Santiago Rey se nos ha ido y el cronista, este cronista, enmudeció de repente. Se quedó momentáneamente sin palabras. Embargado por un sentimiento de orfandad y sin ánimo para colgar el dolor en la percha del tópico o para oficiar el ritual de la laudatio póstuma. Mudo también por pudor: recordar su relación con el patrón, más de cuatro décadas de nuestras vidas respectivas, equivale a desnudarse en público. A exponer en el escaparate de la concurrida gran vía sus intimidades y el saldo de deudas contraídas y jamás satisfechas.

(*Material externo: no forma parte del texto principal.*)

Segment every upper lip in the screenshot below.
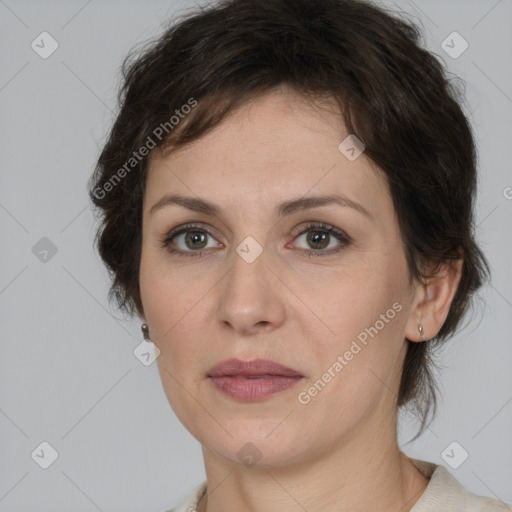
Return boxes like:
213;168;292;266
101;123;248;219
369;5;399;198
207;359;302;377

Santiago Rey se nos ha ido y un amigo común incita al periodista, este periodista, a romper su silencio. Con un argumento plausible: alguien, en estos tiempos de polarización a piñón fijo, podría malinterpretar su mutismo. Recurro entonces a la hemeroteca y al autoplagio, que solo es pecado venial, para recordar el día en que Santiago Rey nos enroló en La Voz de Galicia.
Alboreaba la democracia y el patrón daba las últimas puntadas, con hilos de diversos colores y procedencias, a su equipo de colaboradores. Éramos un plantel de periodistas reclutados en los más diversos rincones ideológicos y políticos del reino. Se comentaba entonces que, mientras subíamos a bordo con el hatillo de ilusiones al hombro, un copropietario de la naviera habría dicho: «Este Santiago está llenando el periódico de rojos y drogadictos». Tal vez algún fundamento tenía la acusación. Porque sí, rojos éramos, y rebeldes, por inconformistas y por críticos con el poder, con todos los poderes que gobiernan nuestras vidas. Y adictos también: a la morfina del periodismo y a la droga de Galicia. Y Santiago Rey, el primero, que por eso apostaba por el pluralismo y enrolaba en su barco a aquel grupo heterogéneo de periodistas.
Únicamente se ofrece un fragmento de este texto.